Pressure to release models faster and a reluctance to conduct tests that could raise issues before a release are the main reasons AI evaluations haven’t gotten better.

“A person we spoke with working for a company developing foundation models felt there was more pressure within companies to release models quickly, making it harder to push back and take conducting evaluations seriously,” Jones said. “Major AI labs are releasing models at a speed that outpaces their or society’s ability to ensure they are safe and reliable.”

One interviewee in the ALI study called evaluating models for safety an “intractable” problem.

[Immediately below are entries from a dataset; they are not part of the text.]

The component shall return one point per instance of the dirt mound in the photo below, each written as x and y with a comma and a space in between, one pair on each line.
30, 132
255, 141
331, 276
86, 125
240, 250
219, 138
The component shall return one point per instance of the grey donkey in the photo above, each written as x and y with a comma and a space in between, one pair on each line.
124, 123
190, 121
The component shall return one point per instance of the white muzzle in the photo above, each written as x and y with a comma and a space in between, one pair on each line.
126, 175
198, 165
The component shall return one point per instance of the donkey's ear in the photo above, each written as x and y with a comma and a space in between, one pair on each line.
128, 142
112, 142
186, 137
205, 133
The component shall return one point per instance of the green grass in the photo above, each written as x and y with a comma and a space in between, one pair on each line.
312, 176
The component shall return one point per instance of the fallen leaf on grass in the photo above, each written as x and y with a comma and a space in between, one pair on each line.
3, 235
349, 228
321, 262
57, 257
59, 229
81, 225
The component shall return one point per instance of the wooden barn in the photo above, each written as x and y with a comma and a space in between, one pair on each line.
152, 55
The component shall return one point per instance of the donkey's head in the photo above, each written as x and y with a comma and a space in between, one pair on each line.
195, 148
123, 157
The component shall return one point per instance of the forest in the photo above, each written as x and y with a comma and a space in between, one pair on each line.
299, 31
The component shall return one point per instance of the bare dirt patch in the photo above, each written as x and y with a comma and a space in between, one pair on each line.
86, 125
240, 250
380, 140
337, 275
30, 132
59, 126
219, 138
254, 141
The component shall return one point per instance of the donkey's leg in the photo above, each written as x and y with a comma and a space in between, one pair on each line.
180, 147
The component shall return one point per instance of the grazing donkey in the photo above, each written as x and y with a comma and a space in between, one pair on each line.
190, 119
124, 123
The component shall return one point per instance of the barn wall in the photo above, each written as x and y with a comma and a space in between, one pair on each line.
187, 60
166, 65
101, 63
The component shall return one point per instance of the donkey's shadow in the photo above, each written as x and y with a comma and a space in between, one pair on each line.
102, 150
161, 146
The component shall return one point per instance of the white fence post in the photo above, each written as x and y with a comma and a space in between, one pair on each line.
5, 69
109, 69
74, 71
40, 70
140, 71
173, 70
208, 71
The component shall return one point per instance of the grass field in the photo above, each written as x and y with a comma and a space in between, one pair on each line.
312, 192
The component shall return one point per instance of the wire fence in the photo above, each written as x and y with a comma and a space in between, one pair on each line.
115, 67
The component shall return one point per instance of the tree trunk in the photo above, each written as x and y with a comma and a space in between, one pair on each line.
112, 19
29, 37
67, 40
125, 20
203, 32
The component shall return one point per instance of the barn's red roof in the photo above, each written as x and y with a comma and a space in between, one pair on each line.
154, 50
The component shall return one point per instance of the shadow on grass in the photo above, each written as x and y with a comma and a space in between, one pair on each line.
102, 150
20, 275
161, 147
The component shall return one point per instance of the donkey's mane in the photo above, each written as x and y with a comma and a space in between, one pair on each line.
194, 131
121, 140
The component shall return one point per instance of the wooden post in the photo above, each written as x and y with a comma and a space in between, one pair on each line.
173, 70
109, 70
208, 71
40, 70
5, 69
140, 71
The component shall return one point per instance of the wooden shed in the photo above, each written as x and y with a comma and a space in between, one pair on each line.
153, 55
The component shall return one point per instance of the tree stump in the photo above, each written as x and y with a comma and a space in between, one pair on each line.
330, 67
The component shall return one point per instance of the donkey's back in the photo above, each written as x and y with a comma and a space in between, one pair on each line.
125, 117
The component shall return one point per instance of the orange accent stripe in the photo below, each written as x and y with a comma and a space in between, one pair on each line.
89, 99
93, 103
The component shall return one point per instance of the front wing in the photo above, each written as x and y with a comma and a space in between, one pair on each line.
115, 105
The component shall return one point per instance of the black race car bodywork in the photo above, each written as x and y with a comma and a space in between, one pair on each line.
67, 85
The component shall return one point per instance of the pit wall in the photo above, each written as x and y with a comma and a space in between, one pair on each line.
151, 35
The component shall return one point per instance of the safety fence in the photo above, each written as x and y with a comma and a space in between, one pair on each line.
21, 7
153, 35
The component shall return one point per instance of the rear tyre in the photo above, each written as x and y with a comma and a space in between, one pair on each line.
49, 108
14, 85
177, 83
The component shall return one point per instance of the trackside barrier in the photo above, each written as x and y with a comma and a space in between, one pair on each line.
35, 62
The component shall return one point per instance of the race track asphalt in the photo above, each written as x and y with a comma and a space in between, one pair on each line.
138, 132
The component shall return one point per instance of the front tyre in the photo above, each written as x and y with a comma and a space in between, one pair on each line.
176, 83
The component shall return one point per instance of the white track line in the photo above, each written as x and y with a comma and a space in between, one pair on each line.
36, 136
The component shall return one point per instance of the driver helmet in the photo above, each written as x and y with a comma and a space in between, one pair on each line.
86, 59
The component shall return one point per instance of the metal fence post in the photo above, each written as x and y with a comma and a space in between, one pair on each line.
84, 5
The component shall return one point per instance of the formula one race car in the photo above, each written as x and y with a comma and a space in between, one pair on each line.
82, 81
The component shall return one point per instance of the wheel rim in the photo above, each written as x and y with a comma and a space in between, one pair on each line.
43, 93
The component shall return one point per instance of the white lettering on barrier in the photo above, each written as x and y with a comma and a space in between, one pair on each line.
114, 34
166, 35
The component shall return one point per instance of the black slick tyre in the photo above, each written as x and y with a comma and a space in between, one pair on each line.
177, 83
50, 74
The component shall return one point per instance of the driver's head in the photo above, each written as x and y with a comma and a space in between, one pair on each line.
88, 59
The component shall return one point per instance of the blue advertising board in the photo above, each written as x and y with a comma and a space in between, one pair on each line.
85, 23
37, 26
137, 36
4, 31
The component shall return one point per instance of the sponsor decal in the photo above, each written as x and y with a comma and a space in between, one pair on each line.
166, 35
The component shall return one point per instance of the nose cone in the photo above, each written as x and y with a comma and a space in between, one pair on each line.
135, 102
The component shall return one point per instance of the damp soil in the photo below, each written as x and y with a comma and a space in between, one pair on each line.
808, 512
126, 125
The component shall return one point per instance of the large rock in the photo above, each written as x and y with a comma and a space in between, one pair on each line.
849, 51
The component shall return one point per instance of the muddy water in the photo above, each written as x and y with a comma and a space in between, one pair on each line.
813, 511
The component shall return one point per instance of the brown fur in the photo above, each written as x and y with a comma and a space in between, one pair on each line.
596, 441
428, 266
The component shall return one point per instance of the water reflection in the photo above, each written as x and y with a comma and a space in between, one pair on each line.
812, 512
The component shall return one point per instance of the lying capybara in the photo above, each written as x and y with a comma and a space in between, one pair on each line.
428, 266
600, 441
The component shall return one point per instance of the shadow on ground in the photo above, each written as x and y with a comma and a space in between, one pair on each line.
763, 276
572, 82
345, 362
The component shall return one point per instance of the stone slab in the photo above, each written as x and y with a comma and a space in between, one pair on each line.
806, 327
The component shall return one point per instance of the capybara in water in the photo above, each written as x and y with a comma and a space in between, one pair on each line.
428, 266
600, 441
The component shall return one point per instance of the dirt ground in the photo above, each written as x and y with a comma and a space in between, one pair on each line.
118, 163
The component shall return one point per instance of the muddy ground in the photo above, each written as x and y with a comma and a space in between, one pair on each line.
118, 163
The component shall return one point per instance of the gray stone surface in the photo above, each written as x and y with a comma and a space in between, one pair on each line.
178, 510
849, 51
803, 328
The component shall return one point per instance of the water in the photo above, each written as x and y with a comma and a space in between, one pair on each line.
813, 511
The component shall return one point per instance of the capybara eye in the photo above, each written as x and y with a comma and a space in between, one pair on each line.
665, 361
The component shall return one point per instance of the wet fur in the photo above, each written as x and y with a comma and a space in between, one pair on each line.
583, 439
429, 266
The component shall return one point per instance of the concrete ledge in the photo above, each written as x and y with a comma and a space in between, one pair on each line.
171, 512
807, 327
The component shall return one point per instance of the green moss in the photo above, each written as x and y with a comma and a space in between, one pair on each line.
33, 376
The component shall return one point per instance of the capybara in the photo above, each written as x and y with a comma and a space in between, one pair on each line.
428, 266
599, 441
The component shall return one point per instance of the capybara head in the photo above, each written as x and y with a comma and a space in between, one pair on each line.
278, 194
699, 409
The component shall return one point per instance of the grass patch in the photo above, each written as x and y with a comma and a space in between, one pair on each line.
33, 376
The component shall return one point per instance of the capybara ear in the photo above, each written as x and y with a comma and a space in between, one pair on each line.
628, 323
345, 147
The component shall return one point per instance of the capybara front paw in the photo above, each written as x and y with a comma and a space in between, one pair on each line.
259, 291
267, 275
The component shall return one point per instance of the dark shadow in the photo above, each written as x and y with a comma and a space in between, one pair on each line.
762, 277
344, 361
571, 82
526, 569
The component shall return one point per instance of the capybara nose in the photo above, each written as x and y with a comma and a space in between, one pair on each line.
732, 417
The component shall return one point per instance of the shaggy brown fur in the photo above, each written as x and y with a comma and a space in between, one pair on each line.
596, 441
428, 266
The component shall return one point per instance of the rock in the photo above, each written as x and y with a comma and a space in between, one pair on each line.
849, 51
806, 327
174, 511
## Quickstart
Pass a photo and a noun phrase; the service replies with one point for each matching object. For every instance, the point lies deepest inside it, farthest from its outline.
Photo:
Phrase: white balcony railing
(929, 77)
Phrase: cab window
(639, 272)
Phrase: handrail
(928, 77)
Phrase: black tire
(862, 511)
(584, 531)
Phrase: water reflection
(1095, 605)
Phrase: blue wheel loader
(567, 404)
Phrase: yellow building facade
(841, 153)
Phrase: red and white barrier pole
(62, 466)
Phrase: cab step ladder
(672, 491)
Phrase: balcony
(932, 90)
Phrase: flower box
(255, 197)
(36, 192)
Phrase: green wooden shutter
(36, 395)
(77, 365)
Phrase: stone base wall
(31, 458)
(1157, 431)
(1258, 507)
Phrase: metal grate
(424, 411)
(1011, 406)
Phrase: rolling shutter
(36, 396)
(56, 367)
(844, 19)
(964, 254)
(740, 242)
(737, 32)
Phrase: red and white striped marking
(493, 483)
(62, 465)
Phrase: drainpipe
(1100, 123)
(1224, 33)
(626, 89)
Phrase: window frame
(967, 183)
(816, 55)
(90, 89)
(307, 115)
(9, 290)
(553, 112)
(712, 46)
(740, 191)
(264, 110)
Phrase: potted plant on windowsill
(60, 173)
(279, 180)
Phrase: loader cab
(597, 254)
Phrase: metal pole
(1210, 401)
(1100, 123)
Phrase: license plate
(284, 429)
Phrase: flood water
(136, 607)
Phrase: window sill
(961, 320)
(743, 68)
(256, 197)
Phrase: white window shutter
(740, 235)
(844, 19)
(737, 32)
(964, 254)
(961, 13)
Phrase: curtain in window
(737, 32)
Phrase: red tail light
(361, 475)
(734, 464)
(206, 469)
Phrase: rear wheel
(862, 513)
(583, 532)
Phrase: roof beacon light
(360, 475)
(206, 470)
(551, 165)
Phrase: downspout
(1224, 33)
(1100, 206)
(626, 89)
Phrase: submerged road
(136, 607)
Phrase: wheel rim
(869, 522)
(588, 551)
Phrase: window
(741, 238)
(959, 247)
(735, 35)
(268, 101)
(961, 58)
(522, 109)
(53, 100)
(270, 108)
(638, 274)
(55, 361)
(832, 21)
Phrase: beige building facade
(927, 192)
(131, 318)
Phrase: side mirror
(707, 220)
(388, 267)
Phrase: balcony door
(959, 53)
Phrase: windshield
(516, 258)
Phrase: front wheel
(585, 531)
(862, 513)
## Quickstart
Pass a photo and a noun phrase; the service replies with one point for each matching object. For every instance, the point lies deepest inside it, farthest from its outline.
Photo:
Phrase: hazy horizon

So what hope does the industry — and those regulating it — have for solutions?

Mahi Hardalupas, researcher at the ALI, believes that there’s a path forward, but that it’ll require more engagement from public-sector bodies.

“Regulators and policymakers must clearly articulate what it is that they want from evaluations,” he said. “Simultaneously, the evaluation community must be transparent about the current limitations and potential of evaluations.”

Hardalupas suggests that governments mandate more public participation in the development of evaluations and implement measures to support an “ecosystem” of third-party tests, including programs to ensure regular access to any required models and data sets.

Jones thinks that it may be necessary to develop “context-specific” evaluations that go beyond simply testing how a model responds to a prompt, and instead look at the types of users a model might impact (e.g. people of a particular background, gender or ethnicity) and the ways in which attacks on models could defeat safeguards.

“This will require investment in the underlying science of evaluations to develop more robust and repeatable evaluations that are based on an understanding of how an AI model operates,” she added.

But there may never be a guarantee that a model’s safe.

“As others have noted, ‘safety’ is not a property of models,” Hardalupas said. “Determining if a model is ‘safe’ requires understanding the contexts in which it is used, who it is sold or made accessible to, and whether the safeguards that are in place are adequate and robust to reduce those risks. Evaluations of a foundation model can serve an exploratory purpose to identify potential risks, but they cannot guarantee a model is safe, let alone ‘perfectly safe.’ Many of our interviewees agreed that evaluations cannot prove a model is safe and can only indicate a model is unsafe.”